The kingdom of this world
Is become the kingdom of our Lord,
And of His Christ;
And He shall reign for ever and ever,
King of kings, and Lord of lords,
Hallelujah! Hallelujah! Hallelujah!

 

            But it is too easy to skip directly to Easter and bypass the days that come before.  Holy Week begins with Palm Sunday (this year on April 17th).  Sadly (to me) many churches no longer celebrate “Palm Sunday”.  They will celebrate that day as “Passion Sunday”, telling the story of all that happens from Jesus’ entry into Jerusalem through His crucifixion.  They will do that because they don’t expect many congregants to be present for worship on Maundy Thursday or Good Friday.  I am grateful that this is not so true in our church.

            As we move through the events of Holy Week toward Easter, we witness how the lyrics of the Hallelujah Chorus (taken from Revelation 11:15 and 17:14) became the truth.  Imagine the story set against a similar event in a modern country, like England.  Suppose Jesus arrives in London in a bulletproof limo.  Imagine him driving down the avenue to Westminster Abbey.  In your mind’s eye, picture the bejeweled crown placed on his head before an admiring crowd.  See him ascend the steps and take his seat on the gilded throne.  In my analogy, London is Jerusalem.  The limo is a beast of burden.  Westminster Abbey is the court of Pilate with a jeering crowd.  His crown is made of thorns, and his throne is a cross (made of wood not gold or silver).  Do you see how God has acted to turn the world and its view of power upside down?
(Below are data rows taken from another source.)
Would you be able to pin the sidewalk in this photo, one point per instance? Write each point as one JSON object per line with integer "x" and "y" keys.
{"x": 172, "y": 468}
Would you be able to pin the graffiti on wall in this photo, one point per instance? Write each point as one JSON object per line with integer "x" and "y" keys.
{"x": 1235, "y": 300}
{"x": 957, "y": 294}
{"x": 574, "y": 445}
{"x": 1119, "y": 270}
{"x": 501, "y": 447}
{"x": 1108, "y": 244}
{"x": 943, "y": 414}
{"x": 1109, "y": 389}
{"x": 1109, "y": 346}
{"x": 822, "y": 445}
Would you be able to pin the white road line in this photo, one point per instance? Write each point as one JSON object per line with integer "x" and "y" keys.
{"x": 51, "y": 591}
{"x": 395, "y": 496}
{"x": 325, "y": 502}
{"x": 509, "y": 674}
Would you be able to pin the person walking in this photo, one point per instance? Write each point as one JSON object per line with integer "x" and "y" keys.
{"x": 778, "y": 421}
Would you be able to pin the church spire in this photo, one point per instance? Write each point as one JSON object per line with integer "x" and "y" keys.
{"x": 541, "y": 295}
            Easter, with its Hallelujah Chorus, finds its full meaning through the events that precede it: in Jesus’ life and death.  It is because Jesus was experienced as the very presence of God Incarnate, suffering and dying an ignoble death for love of the world, that Easter has the power to transform our lives.  It is because God has raised from the dead this Jesus, in whom divinity and humanity were united, that we sing “King of Kings and Lord of Lords.”
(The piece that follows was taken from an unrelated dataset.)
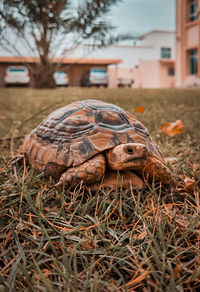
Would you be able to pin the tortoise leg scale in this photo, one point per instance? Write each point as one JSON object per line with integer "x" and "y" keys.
{"x": 88, "y": 172}
{"x": 159, "y": 171}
            Of the four, the Gospel According to John gets to the heart of this paradox.  In John’s Gospel, day of Jesus’ coronation and enthronement, the hour of Jesus’ glory, is not Easter but Good Friday.  Jesus is lifted up to reign from a cross.  For John, eternal life flows from Christ’s wounds, from the imprint of nails and spear which Thomas was invited to touch.  With Thomas, we can only fall to our knees and proclaim the Crucified One as our Lord and Our God.
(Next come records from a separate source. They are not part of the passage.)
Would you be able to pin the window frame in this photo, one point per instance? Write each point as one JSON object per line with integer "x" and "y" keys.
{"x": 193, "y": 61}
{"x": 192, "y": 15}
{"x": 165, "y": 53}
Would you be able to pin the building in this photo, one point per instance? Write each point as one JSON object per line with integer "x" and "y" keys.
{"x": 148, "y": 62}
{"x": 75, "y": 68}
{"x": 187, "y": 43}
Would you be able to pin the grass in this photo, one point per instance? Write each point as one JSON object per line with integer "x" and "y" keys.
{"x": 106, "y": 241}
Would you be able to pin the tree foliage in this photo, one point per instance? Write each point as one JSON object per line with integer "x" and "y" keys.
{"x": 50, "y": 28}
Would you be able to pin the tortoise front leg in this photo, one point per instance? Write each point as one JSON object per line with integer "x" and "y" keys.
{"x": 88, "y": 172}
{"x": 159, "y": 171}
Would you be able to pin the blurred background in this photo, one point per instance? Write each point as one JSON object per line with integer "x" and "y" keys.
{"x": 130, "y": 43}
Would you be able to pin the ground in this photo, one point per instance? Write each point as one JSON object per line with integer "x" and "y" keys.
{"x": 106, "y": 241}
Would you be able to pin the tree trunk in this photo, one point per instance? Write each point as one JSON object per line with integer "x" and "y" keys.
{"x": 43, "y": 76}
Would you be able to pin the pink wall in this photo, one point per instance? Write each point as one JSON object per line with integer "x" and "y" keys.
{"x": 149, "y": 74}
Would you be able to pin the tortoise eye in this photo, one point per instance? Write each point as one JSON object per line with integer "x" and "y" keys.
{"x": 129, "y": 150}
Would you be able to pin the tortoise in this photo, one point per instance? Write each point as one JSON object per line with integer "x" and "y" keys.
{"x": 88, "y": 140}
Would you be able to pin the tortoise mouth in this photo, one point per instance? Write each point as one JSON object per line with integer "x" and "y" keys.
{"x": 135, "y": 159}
            I hope you will enter into the full experience of Holy Week this year: Palm Sunday, as Jesus enters Jerusalem to cheering crowds; Maundy Thursday, as Jesus gathers his disciples around him for his last supper, a Seder anticipating his sacrifice; Good Friday, as Jesus dies at our hands; and Easter as the power of God’s love conquers fear, hate, sin, and death.  May our participation in the whole of this holy week renew and deepen our faith, our hope, and our love.  For God so loved the world…

Comments

Another side of London

I see London in a whole different light.   There will be a coronation in London some future day with cheering not jeering crowds.   First, there will be a wedding, a royal wedding. The king, or in this case, future king, still has two bodies according to a theory perhaps only eggheads at the CUNY Graduate Center still labor over.  In his temporal body, William Wales will wed his longterm, live-in girlfriend as a modern man but in his other, that is the body of the king who stands in for Christ the king in this worldy realm, he will reoresent all that we hold sacred.  "Ich Dien" will be his motto and serve he will everyone from the papparazzi to the populace and the interminable charitable events he will attend.  Satanic mills. Jerusalem upon the shores of the Thames, no matter how it can be seen, London is a sacred city where God is palpable in every other stone.  Cries will go up for country, king and God.  In William, despite his having to often comfort his own mother and his father who speaks to flowers, we trust to get it right.  God will be in him and if fate is merciful, there will not be a cross in sight.